Domesticando el lobo

55 0 0
                                    

Alith corría sin aliento por el bosque. Echó un vistazo por encima del hombro y vio que los guerreros que lo perseguían se agachaban para franquear las ramas y conducían sus monturas por el laberinto de árboles. Más de una docena de jinetes que patrullaban el territorio al sur del campamento druchii habían salido tras Alith después de que éste abatiera a su capitán. En las escarpadas pendientes a ambos lados de la hondonada arbolada resonaban los cascos de los caballos. Alith conducía a los druchii directamente a la manada de lobos.

El elfo hizo un esfuerzo final y torció a la izquierda para desaparecer de la vista de los caballeros; dio un brinco para encaramarse a una roca y de allí saltó al ramaje de un árbol con la agilidad de una ardilla. Se deslizó por una rama, se acuclilló junto al tronco y espió a los jinetes entre las hojas.

El primer druchii hizo una señal al grupo para que redujeran la marcha cuando llegaron a las inmediaciones del escondite de Alith, quien se estremeció de miedo cuando la exigua columna aflojó el paso y empezó a deambular debajo de él, examinando los árboles en busca de algún indicio de su presa.

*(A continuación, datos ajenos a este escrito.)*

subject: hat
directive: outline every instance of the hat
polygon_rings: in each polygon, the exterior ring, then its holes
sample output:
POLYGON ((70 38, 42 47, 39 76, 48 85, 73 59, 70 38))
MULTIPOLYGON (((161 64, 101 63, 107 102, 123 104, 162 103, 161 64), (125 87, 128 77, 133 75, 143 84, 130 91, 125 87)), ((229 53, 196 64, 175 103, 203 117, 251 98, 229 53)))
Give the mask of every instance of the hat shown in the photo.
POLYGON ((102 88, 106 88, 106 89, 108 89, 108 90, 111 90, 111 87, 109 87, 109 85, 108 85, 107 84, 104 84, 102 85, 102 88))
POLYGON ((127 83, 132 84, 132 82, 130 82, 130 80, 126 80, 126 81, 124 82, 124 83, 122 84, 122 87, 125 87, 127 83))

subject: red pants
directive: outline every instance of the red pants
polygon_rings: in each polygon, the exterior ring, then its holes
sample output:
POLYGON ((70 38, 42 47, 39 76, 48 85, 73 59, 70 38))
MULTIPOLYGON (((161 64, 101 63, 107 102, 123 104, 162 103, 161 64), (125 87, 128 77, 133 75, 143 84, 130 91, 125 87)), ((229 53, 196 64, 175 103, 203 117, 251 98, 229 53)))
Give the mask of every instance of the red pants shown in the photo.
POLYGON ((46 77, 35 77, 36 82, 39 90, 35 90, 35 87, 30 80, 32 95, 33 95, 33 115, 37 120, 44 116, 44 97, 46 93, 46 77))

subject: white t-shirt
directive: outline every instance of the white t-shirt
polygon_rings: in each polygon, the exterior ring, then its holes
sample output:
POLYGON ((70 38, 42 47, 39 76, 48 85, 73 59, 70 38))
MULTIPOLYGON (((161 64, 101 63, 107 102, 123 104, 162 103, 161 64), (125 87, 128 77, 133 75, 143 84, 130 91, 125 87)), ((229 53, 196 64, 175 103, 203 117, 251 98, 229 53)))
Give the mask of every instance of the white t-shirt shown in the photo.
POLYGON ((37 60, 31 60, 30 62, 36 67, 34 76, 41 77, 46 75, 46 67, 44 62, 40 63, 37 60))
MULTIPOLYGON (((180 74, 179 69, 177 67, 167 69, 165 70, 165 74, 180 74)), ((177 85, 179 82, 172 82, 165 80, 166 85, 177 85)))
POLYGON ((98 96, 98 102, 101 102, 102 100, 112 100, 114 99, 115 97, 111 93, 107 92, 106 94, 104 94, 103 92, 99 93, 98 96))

—¡Alto! —bramó el cabecilla del grupo, alzando una mano—. Ha dejado de correr.

Alith contuvo la respiración, y el corazón empezó a martillearle el pecho. Examinó el suelo que pisaban los caballos, aunque sabía que no había dejado rastros de su carrera. También sabía que era bastante difícil que lo vieran en el árbol, pues se había embadurnado de barro y sangre la piel pálida, y si se mantenía inmóvil, prácticamente no se le distinguía de la corteza del árbol.

Cambió de postura muy lentamente y escrutó al líder de la columna, tratando de discernir qué sentido lo había puesto en alerta. Como el resto de los caballeros, llevaba una pesada armadura plateada y su caballo iba protegido por una ligera gualdrapa de malla y una capizana esmaltada en la que brillaba la runa de Anlec. Un yelmo alto de batalla le protegía la cabeza, engalanado con un penacho de largas plumas negras que se agitaba cada vez que el jinete giraba la cabeza. Pero había otro elemento en el casco, una cinta dorada que sujetaba una máscara que no vio hasta que el jinete se volvió por completo y clavó la mirada en él. Alith, contuvo un grito.

La máscara dorada representaba un rostro demacrado y contraído, con las mejillas angulosas y unos orificios para los ojos en forma de rombo. Pero no fue la expresión de ferocidad de la máscara de batalla lo que sobrecogió a Alith, sino lo que tenía acoplado. Justo encima de los orificios para los ojos había colocados un par de ojos azules, sujetos al yelmo por una redecilla tejida en fino hilo de oro; unos ojos reales que se movían con vida propia. Por los costados de la máscara se deslizaban unos finísimos regueros de sangre desde aquellos ojos, que se movían continuamente buscando algo, hasta que giraron al unísono hacia Alith y el jinete se enderezó en la silla como sobresaltándose.

Alith se quedó petrificado de la mirada sobrenatural de aquellos ojos mágicos. Estaba aterrado, pero no sólo por haber sido descubierto, sino también por los medios que habían empleado los druchii para dar con él.

—¡Ahí arriba! ¡En el árbol! —gritó el jinete, desenvainando la espada y apuntando hacia Alith.

Los baladros de los caballeros despertaron a Alith de su ensimismamiento, y el príncipe Anar utilizó una mano para trepar por las ramas de los árboles mientras con la otra se descolgaba de la espalda el arco de la luna. Sintió como le palpitaba el obsequio de Lileath en la mano al compás de los latidos de su corazón. Los gritos iracundos se alzaban hacia él mientras anclaba una flecha a la increíblemente delgada cuerda del arma y tiraba del astil del proyectil hallando la misma resistencia que si agitara la mano en el aire. Apuntó al caballero de la máscara y oyó que el arco le susurraba unas palabras confortadoras y de ánimo. Aunque apenas las distinguía —y dudaba de que aun oyéndolas con claridad entendiera el idioma en el que estaban pronunciadas— el tono tranquilizador, casi relajante, de la voz aquietó el temblor de sus manos.